Research Interests

Axisymmetric and stationary spacetimes can be used as a mathematical description of equilibrium configurations in General Relativity. For example, this could be a configuration with a central black hole and surrounding matter. It is possible to show that some statements for the Kerr solution (the explicitly known solution describing a single rotating black hole in vacuum) are still valid if the black hole is disturbed by surrounding matter. In particular, my collaborators and I proved a universal inequality for such black holes, which shows the existence of an upper bound for the rotation rate. Moreover, using methods from soliton theory, it is possible to show that the central black hole always has a so-called inner Cauchy horizon.

Furthermore, I study axisymmetric two-black-hole configurations, and it was possible to show that these configurations cannot be in equilibrium. This has provided a negative answer to the long-discussed balance problem for two black holes. In the case with charged black holes or with more then two black holes, the problem is still open, though some progress has been made regarding the form of possible solutions.

Two aligned black holes
cannot be in equilibrium.

Illustration of the causal structure of a particular exact Gowdy-symmetric cosmological model. Details can be found here.

Similar mathematical techniques from soliton theory can also be applied to an investigation of Gowdy-symmetric spacetimes, which are cosmological models with two symmetries. I am particularly interested in local and global existence of solutions with different spatial topologies, the study of in properties of these solutions and the derivation of exact solutions.

Remarkably, one can construct cosmological models that have closed causal curves, i.e. solutions where a genuine time travel would be possible — in clear violation of causality.
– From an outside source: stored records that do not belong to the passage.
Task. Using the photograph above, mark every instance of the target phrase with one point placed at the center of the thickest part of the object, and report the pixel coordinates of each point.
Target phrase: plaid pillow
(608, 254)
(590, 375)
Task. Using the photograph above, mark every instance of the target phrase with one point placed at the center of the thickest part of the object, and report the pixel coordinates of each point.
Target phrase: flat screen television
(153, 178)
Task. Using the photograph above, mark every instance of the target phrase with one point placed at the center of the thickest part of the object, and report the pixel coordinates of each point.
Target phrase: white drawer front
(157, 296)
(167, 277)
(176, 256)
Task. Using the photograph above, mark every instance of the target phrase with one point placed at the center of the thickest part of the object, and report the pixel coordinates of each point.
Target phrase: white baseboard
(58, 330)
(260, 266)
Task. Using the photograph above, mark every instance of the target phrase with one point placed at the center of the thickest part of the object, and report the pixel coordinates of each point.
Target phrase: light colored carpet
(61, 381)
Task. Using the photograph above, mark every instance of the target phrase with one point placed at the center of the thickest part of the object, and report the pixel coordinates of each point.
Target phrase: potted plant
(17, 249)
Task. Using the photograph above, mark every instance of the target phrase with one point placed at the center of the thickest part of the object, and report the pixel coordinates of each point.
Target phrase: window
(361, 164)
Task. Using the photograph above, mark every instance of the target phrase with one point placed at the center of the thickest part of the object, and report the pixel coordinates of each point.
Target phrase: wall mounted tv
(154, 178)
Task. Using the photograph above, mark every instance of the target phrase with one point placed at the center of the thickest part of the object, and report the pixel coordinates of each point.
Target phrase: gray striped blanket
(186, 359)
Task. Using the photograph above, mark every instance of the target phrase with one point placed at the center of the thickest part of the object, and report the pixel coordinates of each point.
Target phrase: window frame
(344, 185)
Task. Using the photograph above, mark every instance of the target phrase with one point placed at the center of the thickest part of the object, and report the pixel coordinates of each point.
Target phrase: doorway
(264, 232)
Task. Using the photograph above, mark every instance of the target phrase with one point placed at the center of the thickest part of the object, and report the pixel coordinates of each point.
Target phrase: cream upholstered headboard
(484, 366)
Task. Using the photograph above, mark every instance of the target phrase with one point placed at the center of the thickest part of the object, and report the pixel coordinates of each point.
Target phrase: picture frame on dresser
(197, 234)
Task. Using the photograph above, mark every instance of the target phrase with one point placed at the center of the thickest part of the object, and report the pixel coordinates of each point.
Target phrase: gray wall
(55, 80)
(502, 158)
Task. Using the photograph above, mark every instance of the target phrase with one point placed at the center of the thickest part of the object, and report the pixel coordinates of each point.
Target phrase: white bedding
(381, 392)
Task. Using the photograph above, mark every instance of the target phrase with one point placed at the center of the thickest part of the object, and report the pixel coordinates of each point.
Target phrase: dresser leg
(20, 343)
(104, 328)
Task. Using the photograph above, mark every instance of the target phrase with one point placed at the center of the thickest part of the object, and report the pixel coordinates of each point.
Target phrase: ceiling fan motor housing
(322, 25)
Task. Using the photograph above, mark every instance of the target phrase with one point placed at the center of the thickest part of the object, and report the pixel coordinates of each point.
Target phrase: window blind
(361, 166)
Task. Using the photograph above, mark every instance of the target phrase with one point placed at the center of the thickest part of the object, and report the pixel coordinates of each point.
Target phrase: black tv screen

I am also interested in numerical relativity, where the complicated differential equations following from Einstein’s field equations are solved with numerical methods. This is important for the simulation of dynamical processes within the theory of General Relativity. As a promising new approach, my collaborator and I have developed a fully pseudo-spectral numerical scheme, in which spectral expansions with respect to space and time are used. In the case of sufficiently smooth solutions, this guarantees highly accurate numerical solutions with an accuracy close to machine accuracy for a moderate number of grid points.

Convergence plot for a sample problem.